Shiva raccolse il corpo Sati e uscì dalla sala sacrificale. Non poteva pensare di cremarlo: il corpo era tutto ciò che aveva che gli ricordasse la sua amata. Si rifiutava di dividersi da esso.
Sconvolto, vagava attraverso il cosmo con il cadavere di Sati fra le braccia, le lacrime scorrevano sul suo viso. I suoi Gana lo seguivano in silenzio, non sapendo come consolare il loro signore. Il suo grido lamentoso affliggeva le galassie e stordiva gli dèi.
"Tutto ciò deve finire", disse Brahma "altrimenti il cosmo intero sarà sommerso dall’agonia di Shiva"

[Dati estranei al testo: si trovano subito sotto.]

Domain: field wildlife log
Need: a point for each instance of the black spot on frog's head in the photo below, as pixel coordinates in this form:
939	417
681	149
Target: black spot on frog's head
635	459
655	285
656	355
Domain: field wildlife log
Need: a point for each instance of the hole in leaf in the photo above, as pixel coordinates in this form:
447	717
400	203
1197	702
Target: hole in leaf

Vishnu alzò il dito, fece vorticare il suo potente disco, il chakra Sudarshana, e lo fece volare. I suoi bordi affilati tagliarono il corpo di Sati in 108 pezzi. Questi caddero in diverse parti del Jambudvipa, in India, che divenne shaktipithas, il santuario di Sati.
Sparito il corpo, non vi era più nulla che ricordasse Sati.
Shiva ne aveva abbastanza della vita. Si isolò nuovamente nelle grotte ghiacciate dell'Himalaya. E ancora una volta divenne un recluso.
Ma la Madre Divina, incarnazione della materia, non è mai stabile. Ella è costantemente in uno stato di flusso. La sua morte sarebbe stata solo una trasformazione; Sati sarebbe tornato in un'altra forma. Gli dèi lo sapevano. Shiva anche.